The question then becomes how many threads to start. Obviously, starting XRESOLUTION threads (where XRESOLUTION is far greater than the number of processors, perhaps 1024 to 4) isn't a particularly good idea — you're creating a lot of threads, all of which will consume stack resources and kernel resources as they compete for the limited pool of CPUs.

A simple solution would be to find out the number of CPUs that you have available to you (via the system page pointer) and divide the work up that way:

#include <sys/syspage.h>

int     num_x_per_cpu;

do_graphics ()
{
    int     num_cpus;
    int     i;
    pthread_t *tids;

    // figure out how many CPUs there are...
    num_cpus = _syspage_ptr -> num_cpu;

    // allocate storage for the thread IDs
    tids = malloc (num_cpus * sizeof (pthread_t));

    // figure out how many X lines each CPU can do
    num_x_per_cpu = XRESOLUTION / num_cpus;

    // start up one thread per CPU, passing it the ID
    for (i = 0; i < num_cpus; i++) {
        pthread_create (&tids[i], NULL, do_lines, (void *) i);
    }

    // now all the "do_lines" are off running on the processors

    // we need to wait for their termination
    for (i = 0; i < num_cpus; i++) {
        pthread_join (tids[i], NULL);
    }

    // now they are all done
}

void *
do_lines (void *arg)
{
    int    cpunum = (int) arg;  // convert void * to an integer
    int    x;

    for (x = cpunum * num_x_per_cpu; x < (cpunum + 1) * 
          num_x_per_cpu; x++) { do_line (x);
    }
}

The above approach lets the maximum number of threads run simultaneously on the multicore system. There's no point creating more threads than there are CPUs, because they'll simply compete with each other for CPU time.

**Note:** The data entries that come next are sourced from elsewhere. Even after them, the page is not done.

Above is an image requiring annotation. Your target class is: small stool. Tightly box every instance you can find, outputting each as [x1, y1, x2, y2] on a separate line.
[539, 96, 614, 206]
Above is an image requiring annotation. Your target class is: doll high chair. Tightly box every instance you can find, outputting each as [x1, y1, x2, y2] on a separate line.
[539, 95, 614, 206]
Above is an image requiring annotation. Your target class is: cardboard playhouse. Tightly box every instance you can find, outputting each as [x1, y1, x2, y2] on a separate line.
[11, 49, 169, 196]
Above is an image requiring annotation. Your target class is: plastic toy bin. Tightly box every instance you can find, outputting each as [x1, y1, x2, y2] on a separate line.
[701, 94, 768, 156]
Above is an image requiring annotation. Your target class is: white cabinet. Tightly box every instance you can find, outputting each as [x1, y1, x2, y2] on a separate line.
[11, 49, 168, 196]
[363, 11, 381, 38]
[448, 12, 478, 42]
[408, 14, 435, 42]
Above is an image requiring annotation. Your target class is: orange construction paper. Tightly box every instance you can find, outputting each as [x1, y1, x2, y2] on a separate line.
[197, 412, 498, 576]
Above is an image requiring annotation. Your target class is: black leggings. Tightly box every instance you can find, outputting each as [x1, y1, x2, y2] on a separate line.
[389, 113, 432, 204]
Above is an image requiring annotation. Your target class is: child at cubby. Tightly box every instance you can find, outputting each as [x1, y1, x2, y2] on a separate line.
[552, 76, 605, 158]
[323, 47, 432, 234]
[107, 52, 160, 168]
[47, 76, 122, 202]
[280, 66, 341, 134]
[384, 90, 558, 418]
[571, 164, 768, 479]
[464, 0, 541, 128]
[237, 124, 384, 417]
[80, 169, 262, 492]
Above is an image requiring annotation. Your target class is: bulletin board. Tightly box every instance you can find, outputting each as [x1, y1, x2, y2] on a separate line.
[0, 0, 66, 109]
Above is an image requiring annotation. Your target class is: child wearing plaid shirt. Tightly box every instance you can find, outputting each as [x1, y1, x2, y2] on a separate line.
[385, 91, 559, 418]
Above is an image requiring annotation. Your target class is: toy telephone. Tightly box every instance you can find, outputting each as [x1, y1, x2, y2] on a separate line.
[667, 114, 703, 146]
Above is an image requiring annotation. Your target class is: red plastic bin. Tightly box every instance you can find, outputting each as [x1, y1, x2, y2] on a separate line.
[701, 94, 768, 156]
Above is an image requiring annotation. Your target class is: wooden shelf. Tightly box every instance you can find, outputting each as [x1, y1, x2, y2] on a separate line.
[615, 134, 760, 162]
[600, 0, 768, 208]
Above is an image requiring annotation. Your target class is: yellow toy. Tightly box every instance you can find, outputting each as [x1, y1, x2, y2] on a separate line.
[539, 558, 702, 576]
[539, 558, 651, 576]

Note that in this example, we didn't specify which processor to run each thread on. We don't need to in this case, because the READY thread with the highest priority always runs on the next available processor. The threads will tend to run on different processors (depending on what else is running in the system). You typically use the same priority for all the worker threads if they're doing similar work.

An alternative approach is to use a semaphore. You could preload the semaphore with the count of available CPUs. Then, you create threads whenever the semaphore indicates that a CPU is available. This is conceptually simpler, but involves the overhead of creating and destroying threads for each iteration.